Koen: “Ik denk dat geen van de bands waar mee ooit mee hebben gewerkt als doel had wereldberoemd te worden. Dan waren ze wel andere muziek gaan maken. In de afgelopen jaren hebben we veel kunnen bereiken in de samenwerkingen met bijvoorbeeld Vox Von Braun, Nouveau Vélo en natuurlijk Rats on Rafts. Die hebben hun publiek gevonden in Nederland en over de grenzen.”

Niek: “Vooral de laatste jaren hebben ‘onze’ releases het goed gedaan in Nederland; bands kregen de aandacht die ze verdienden. De vinylreleases wisten de liefhebbers te vinden en de bands speelden op de plekken waar ze wilden spelen; in de leuke zalen en op de scherpere festivals. Zo speelde Nouveau Vélo onder andere op Le Guess Who, in een volle Paradiso en op Paaspop, wat voor hen een belangrijk festival is. Rats on Rafts speelde - als enige band - op Best Kept Secret en Down The Rabbit Hole. Ga zo maar door.”

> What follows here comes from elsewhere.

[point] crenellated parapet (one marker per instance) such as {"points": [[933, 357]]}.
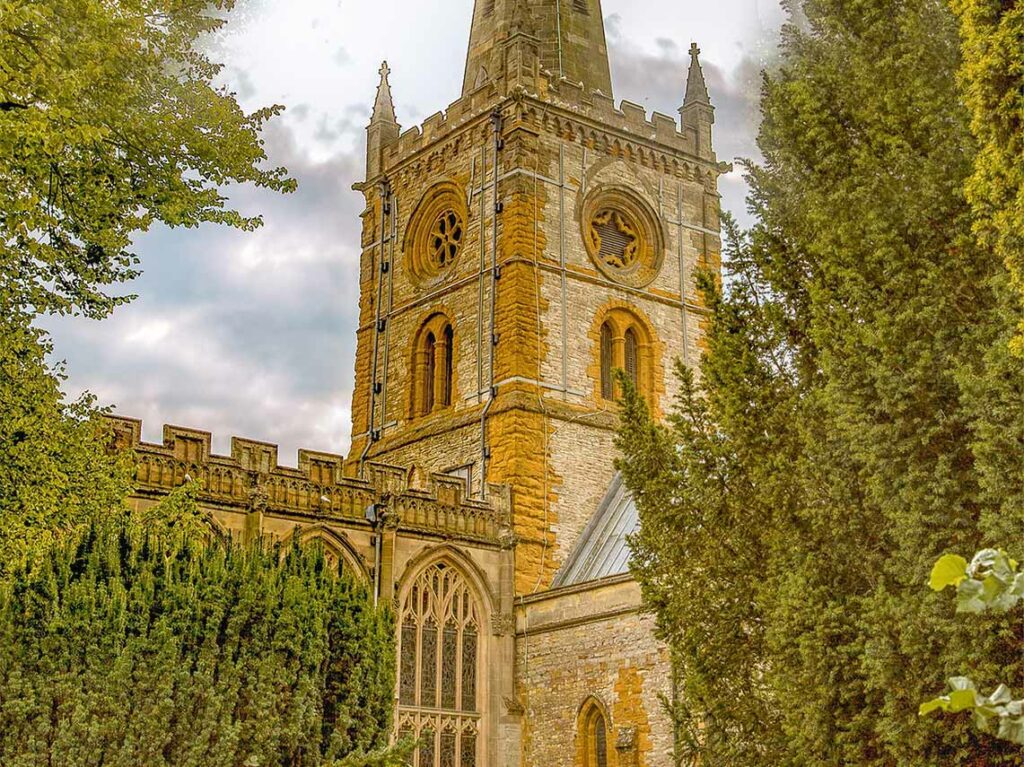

Koen: “Ik ben er trots op dat bands zich thuis voelen bij het label. Dat we een identiteit hebben waar gelijkgestemde muzikanten en liefhebbers zich bij willen aansluiten. En dat we 10 jaar bestaan zonder concessies te doen. Door het rad consequent van buitenaf te draaien en geen rondjes te rennen in het wiel van de industrie.”

Niek: “We hebben jaren geleden iets in gang gezet, waar nu nog iedere band van profiteert. Ik denk dat we daar trots op kunnen zijn.”

Tot slot een blik op de toekomst. Wat kunnen we binnenkort verwachten?
Niek: “Het leuke van het label is, dat er onderweg zoveel te gekke dingen 'onverwachts' voorbij komen, waardoor we nauwelijks kunnen aangeven wat er (naast het Subroutien-feestje in VERA) nog in het vat zit.”
Koen: “Dit najaar volgen nieuwe releases van The Homesick, Naive Set, Apneu en The Fire Harvest. Die releases worden gaaf!”

Niek: “En de data van EuroSonic staan al met een rode stift in onze agenda's omcirkeld, altijd een goed begin van mooie samenwerkingen!”